This seems a bit exaggerated. Most informed reviews I've read(e.g., Hogan)stress features and not across-the-board performance as the key differences. Besides, the D7xxx and D6xx platforms share a whole lotta DNA--the old Nikon game. In my market, D7000 bodies are just above C$700, while D7100s are around a grand. Not sure the price spread necessarily delivers "improvement" on that grand a scale.


----------



## pixmedic (Nov 19, 2013)

yea. duh. 
i said the D7100 was a better camera. 
several times. 
however, as you yourself said,  "you'd be hard  pressed to tell a picture taken with either one. " so...if that is indeed true, what is wrong with recommending a D7000?
I actually recommended the D7100, and only suggested getting the D7000 if one was found at a crazy good price with a low shutter count. 

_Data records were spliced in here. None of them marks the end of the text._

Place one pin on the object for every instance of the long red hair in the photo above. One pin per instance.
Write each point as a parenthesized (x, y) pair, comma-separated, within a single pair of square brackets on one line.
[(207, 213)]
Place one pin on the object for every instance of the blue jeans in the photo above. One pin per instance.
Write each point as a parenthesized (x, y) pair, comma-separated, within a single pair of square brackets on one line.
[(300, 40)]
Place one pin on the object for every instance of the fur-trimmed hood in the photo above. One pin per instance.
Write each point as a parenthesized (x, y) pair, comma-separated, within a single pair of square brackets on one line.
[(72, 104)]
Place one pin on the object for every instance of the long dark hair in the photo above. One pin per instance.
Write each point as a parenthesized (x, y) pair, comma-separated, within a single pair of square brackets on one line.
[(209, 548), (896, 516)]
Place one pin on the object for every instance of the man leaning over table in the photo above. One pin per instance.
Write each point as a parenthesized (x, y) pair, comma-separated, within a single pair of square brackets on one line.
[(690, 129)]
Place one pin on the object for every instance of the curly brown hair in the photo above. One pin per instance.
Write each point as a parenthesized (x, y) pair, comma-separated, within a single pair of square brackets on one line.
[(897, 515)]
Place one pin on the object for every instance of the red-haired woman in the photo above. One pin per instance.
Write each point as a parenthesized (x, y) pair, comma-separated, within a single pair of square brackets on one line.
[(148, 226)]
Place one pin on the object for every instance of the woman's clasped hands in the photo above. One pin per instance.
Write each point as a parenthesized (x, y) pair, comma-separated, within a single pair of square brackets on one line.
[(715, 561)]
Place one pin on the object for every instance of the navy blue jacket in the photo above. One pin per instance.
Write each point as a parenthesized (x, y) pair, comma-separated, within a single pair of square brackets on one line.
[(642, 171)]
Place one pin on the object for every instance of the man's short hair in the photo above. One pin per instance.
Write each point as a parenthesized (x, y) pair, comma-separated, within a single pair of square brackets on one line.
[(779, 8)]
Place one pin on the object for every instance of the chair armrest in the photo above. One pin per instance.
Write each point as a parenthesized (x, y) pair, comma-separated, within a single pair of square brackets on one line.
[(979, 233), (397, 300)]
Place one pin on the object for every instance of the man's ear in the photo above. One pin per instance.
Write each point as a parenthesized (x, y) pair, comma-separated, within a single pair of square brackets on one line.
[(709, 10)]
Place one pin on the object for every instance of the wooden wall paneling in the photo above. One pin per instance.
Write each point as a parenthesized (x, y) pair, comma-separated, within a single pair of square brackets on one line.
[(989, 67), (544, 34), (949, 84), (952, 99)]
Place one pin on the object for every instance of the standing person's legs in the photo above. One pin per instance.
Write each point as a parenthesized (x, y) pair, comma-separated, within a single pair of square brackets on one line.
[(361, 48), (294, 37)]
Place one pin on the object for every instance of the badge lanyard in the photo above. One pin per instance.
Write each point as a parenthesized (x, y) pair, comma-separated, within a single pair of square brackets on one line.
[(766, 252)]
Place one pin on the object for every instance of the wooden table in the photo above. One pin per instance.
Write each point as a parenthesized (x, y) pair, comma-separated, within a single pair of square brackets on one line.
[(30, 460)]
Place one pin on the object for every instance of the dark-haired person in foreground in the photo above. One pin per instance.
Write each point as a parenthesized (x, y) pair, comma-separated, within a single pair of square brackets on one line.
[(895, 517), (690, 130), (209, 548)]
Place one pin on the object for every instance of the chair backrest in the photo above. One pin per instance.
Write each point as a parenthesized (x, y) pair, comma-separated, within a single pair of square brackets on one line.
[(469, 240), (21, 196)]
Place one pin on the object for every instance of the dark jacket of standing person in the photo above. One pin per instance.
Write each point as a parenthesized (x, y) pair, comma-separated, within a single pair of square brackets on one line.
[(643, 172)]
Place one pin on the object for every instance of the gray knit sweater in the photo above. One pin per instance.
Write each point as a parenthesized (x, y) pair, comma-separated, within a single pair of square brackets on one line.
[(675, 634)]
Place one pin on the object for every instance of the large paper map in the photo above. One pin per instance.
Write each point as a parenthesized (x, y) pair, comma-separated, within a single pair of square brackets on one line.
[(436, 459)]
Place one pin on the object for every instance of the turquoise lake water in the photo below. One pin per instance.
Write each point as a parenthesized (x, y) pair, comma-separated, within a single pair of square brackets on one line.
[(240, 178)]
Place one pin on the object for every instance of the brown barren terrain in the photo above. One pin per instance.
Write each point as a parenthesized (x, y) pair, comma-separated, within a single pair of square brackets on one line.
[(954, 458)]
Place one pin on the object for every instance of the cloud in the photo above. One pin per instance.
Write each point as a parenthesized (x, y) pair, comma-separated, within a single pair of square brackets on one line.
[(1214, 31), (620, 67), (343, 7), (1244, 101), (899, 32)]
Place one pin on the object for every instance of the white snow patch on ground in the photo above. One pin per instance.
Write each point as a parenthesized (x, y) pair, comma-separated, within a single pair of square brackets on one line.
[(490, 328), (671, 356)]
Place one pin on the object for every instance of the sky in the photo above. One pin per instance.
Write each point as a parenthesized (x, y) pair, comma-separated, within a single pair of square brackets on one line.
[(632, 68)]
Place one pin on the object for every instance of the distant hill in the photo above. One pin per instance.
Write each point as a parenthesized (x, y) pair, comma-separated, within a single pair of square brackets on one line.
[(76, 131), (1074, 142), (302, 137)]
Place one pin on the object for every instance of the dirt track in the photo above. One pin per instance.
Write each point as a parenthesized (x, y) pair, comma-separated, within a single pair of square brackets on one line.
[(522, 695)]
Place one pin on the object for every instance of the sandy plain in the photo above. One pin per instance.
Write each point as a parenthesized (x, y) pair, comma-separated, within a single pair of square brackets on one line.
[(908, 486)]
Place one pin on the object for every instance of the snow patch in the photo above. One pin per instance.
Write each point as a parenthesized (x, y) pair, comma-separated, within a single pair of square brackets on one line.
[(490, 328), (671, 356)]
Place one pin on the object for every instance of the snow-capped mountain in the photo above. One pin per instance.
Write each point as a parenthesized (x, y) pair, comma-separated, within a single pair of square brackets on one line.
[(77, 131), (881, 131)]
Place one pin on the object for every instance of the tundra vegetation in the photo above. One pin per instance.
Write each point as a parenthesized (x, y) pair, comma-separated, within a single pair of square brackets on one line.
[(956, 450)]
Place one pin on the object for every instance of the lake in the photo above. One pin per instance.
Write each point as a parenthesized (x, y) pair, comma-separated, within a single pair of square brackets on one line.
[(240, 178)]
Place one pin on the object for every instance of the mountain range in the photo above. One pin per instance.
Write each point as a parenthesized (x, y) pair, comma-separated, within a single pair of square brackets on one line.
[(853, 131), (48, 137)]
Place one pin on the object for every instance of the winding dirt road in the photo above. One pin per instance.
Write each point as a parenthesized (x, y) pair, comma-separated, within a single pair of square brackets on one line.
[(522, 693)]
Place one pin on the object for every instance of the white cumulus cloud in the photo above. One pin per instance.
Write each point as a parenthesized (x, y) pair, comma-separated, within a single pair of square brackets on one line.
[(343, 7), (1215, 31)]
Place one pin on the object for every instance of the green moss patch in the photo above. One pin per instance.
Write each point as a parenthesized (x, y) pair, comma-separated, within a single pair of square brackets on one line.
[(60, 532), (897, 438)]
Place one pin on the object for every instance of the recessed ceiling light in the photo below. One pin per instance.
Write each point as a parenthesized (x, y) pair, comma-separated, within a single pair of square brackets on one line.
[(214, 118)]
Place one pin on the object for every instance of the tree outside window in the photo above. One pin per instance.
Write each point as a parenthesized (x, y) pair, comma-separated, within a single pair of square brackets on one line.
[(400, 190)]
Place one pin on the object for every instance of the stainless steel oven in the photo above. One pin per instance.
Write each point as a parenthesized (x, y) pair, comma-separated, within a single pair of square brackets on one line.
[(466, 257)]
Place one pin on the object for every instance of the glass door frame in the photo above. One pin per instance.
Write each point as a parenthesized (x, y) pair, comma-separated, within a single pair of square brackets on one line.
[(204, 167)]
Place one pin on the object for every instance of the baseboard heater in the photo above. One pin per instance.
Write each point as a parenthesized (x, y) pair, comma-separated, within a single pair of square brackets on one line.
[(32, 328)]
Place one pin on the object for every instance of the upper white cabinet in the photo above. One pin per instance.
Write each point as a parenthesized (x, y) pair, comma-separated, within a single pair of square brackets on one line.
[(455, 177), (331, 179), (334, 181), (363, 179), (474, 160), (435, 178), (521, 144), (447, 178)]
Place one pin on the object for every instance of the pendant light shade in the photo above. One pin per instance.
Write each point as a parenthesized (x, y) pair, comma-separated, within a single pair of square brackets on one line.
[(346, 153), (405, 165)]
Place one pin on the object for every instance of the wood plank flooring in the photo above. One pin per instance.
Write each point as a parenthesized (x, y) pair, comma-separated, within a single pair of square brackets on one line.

I too have both cameras. I have shot weddings with both camera. portraits with both cameras. Done pretty much the same amount of post work with pictures from both cameras.  I find there is very little that I can do with the D7100 that I cannot also do with the D7000. the D7100 might do everything a little bit better, but that doesnt mean it is necessary to run out and buy the latest and greatest. coming from a D3100, the D7000 will seem like an AMAZING camera.


----------



## Tailgunner (Nov 19, 2013)

TheLost said:


> Tailgunner said:
> 
> 
> > TheLost said:
> ...



Well hell&#8230;I knew that, I think I got 24 MP res mixed with AF sensor&#8230;pay no attention to me lol


----------



## goodguy (Nov 19, 2013)

This question keeps popping up a lot lately this D7000 vs D7100

The differences between the 2 cameras are well known.
Both cameras are good but the D7100 is better.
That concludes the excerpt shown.